Selubung Kasus Skors-DO Mahasiswa Universitas Teknokrat Indonesia

  • Whatsapp
ANGGOTA Himateks UTI sedang rapat di sekretariat mereka pada 2019. | dok. Himateks UTI

Sembilan mahasiswa Teknik Sipil Universitas Teknokrat Indonesia dikenai skors dan drop out. Penjatuhan sanksi tersebut setelah mereka mendirikan sekretariat organisasi di luar kampus. Pihak kampus menyematkan berbagai tuduhan, mulai dari meresahkan warga, membangun jiwa ekstremisme dan radikalisme, hingga tak memenuhi standar akademik.   

Bacaan Lainnya





Semua bermula pada 2019. Sekitar jam dua siang pada awal November, sekelompok mahasiswa membersihkan sebidang tanah. Ukuran lahan itu kira-kira 10 x 3 meter. Mereka menebang 5 – 6 pohon pinang. Batang pohon tersebut digunakan untuk membuat bangku dan tiang untuk pondokan semipermanen. Atapnya memakai seng dan asbes.

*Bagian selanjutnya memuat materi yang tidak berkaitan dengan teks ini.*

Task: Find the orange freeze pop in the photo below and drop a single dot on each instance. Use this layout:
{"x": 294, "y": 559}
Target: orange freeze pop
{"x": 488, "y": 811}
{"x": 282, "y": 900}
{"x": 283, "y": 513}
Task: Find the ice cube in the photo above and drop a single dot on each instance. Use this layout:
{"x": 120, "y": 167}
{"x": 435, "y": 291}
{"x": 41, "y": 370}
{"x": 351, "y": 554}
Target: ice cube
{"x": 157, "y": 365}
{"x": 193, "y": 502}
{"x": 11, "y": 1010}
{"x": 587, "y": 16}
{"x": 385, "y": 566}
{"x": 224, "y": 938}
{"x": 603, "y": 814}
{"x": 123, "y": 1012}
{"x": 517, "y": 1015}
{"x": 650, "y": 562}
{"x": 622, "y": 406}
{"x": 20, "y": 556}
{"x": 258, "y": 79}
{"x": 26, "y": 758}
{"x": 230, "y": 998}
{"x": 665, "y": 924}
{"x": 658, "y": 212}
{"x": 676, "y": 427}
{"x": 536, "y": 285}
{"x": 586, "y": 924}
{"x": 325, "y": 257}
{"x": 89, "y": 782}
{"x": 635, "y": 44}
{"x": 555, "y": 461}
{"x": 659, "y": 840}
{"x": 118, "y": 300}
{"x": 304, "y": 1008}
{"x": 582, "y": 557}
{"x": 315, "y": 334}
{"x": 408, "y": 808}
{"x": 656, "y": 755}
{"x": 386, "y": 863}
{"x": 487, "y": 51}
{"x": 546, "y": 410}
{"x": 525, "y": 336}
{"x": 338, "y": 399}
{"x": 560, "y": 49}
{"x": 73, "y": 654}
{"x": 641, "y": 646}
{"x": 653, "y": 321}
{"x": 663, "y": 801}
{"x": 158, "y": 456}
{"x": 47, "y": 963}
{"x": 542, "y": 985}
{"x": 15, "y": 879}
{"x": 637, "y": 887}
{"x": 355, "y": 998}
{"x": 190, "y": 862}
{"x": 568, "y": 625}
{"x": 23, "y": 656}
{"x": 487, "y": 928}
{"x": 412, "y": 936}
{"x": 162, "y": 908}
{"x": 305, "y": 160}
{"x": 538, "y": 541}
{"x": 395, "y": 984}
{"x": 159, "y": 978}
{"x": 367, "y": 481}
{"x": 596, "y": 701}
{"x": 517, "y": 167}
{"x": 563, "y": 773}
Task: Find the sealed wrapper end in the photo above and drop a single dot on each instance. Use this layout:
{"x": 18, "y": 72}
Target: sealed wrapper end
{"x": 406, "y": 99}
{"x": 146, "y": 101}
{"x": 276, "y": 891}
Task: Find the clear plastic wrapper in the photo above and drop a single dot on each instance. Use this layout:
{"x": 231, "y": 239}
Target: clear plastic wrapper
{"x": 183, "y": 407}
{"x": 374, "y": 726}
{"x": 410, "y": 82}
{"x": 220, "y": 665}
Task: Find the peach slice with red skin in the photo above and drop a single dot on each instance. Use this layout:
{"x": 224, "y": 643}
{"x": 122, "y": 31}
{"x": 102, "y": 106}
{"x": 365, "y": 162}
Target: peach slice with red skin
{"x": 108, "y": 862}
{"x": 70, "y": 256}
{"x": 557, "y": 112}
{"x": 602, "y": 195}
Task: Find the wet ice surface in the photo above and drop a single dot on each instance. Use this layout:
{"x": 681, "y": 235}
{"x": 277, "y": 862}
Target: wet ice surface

Sekelompok mahasiswa itu adalah Himpunan Mahasiswa Teknik Sipil (Himateks) Universitas Teknokrat Indonesia (UTI). Mereka terdiri dari mahasiswa teknik sipil angkatan 2017, 2018, dan 2019.

Saban hari, jika tidak ada jam kuliah, mereka secara kolektif membangun tempat tersebut menjadi sekretariat himpunan.

“Jadi, memang kami bareng-bareng dengan alat seadanya dan uang pribadi membangun sekretariat di tempat itu,” kata Ahmad Mu’fatus Sifa’i, mantan Ketua Himateks UTI, Kamis, 15 April 2021.

Tempat mereka membangun sekretariat semipermanen di samping Kantin Panggung. Lokasinya di belakang kampus UTI di Jalan Pagaralam 1, Kelurahan Kedaton, Kota Bandar Lampung. Sejak 2018, Fatus-panggilan Ahmad Mu’fatus Sifa’i-dan anggota Himateks memang sering kumpul di kantin itu. Mereka kenal baik dengan pemilik kantin.

“Karena kami (mahasiswa teknik sipil) ramai yang ke kantin, dan pemilik kantin tahu kalau kami tak punya sekretariat. Jadi, diperbolehkan pakai lahan itu,” ujar Fatus.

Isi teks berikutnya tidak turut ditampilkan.